Re: Srand versus rand
by Fingo (Monk) on Feb 17, 2001 at 01:03 UTC
    I did a search on CPAN for a quasi-random number generation module, but sadly could not find one. I will try the systematic dot approch that you mentioned, but this has interested me very much. Can you please tell me how I could go about writing a quasi-random number generator? Building a module will be good practice anyway, even if I can go without it ;)
      Welp I can't remember off the top of my head how to do anything but Hamilton sequences. (And I'm fuzzy on one point that I'll mention below).

      Hamilton sequences aren't very random looking for quasi-random numbers, but they are better than nothing :) . You choose a base b and a number n. You then write n in base b, reverse it's digits and add a decimal point in front. Convert the number back into whatever base you want to view it in, and you are done.
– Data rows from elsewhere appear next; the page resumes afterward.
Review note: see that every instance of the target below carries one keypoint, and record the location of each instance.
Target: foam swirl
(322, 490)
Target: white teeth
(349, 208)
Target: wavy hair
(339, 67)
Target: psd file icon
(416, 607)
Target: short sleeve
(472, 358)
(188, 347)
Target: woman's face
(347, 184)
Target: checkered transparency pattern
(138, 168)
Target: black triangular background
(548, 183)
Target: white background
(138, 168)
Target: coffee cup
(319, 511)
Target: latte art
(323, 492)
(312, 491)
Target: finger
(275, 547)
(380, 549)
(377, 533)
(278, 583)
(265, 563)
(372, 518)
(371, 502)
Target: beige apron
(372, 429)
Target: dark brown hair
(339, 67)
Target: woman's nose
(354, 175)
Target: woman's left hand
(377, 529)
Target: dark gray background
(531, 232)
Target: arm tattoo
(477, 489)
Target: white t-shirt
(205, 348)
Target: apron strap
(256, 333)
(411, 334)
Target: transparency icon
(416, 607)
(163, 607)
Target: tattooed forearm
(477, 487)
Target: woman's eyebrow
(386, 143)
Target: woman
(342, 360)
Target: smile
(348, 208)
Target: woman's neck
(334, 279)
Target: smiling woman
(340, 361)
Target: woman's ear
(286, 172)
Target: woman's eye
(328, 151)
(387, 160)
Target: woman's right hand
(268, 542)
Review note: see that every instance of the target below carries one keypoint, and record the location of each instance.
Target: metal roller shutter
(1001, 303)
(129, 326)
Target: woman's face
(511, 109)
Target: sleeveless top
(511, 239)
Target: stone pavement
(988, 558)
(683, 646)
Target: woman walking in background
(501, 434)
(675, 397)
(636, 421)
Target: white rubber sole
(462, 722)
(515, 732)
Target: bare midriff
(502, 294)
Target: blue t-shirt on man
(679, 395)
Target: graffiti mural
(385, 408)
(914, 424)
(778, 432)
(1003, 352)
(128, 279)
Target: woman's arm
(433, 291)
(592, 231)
      I gave an example with b = 2 and n going from 0 to 7 before (here). And here is where I'm fuzzy. I believe the best way to use Hamilton sequences is to not keep b constant and vary n.

      Rather you should vary both n and b. I beleive you increment n sequencially, but increment b to the nth prime number. This seems right, but it could also be that you make b the next larger prime than n.

      If you notice, if you keep b constant you fill in your area in a regular grid-like patern, with b dictating the initial fineness (but any b will give you an infinite sequence). This is why I'm fairly certain you should probably use one of the two techniques above to vary b, I just can't remember which one at the moment :) .

      Here is a snippet (which hopefully works) that should generate the nth number for a base b in a Hamilton sequence. There will probably be faster, more robust, and/or shorter approaches (perl golf is encouraged :) ) :

      sub hamilton { my ($n, $b) = @_; my ($a, $x) = (0, $b); while ($n) { $a += ($n % $b)/$x; $x = $x * $b; $n = int ($n / $b); } return $a; }

      Back to work. Good luck.


      p.s. Note that it would be more accurate to calculate $a by reversing this loop (that is ($n % $b)/$x gets smaller as the loop progresses, and it would be better to add the smaller values of this term first, then proceed towards larger ones). This is a floating-point rounding issue only.